Hasn’t he molested his own body enough? But look at him, he is still scratching and tweaking and pinching and rubbing things in embarrassment.

“Dowry situation?” Amma asks, puzzled.

“No no no, this is not about dowry, let us not be worrying about dowry situation.”

“Dowry situation is now excellent,” Amma boasts – choose your scooter, she is tempted to say. She knows and they know that an alliance with a family that is now intimate with
D.D. Rajendran is not to be sniffed at.

“Not about the dowry,” Mr P repeats.

Amma is frowning now, and no longer feeling quite as serene as she did ten minutes ago. She finds herself in one of those rare situations in her life when she cannot even hazard a guess as to
what to think – so she remains silent, looking between the husband and wife. Mr P smoothes his moustache for the umpteenth time and glances at his wife, who drums her fingers softly on the
armrests and glances at her husband, who breaks into an ominous and apologetic smile and glances out of the window, and—

Just as he is about to come out with it – whatever the damn thing might be – the front door opens and Jodhi walks in from her day at college.

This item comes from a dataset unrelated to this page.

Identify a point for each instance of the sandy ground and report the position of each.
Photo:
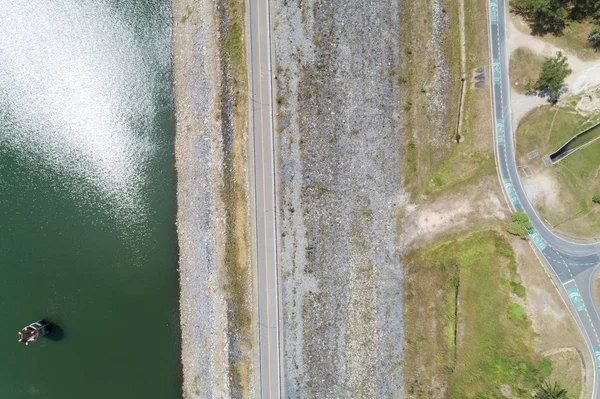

“Oh – greetings Sir, greetings Madam!” she exclaims, in about as excellent an imitation of pleasure as could be hoped for from a woman who is facing marriage to their middle
son. “How are you?” She looks around the room apprehensively, as though Mohan might spring up from somewhere at any moment and identify a goat.

“Hello Jodhi,” says Mrs P awkwardly.

“Returning from college, is it?” Mr P says; he has come out in a sweat.

“Returning from college, yes…”

Jodhi looks at these three middle-aged faces and understands that her future is on the line; but during the night she has resigned herself to the worst the future can hurl at her.

“Daughter, while we are talking about this and that, take some money and go and buy the vegetables.”

“Yes Amma.”

Jodhi goes into the bedroom to deposit her books, comes back into the living area, and with a degree of self-consciousness so acute that it threatens to overwhelm her ability to walk, she finds
Amma’s purse on the shelf, extracts thirty rupees, goes into the kitchen and gets the shopping bag. Mr and Mrs P watch her.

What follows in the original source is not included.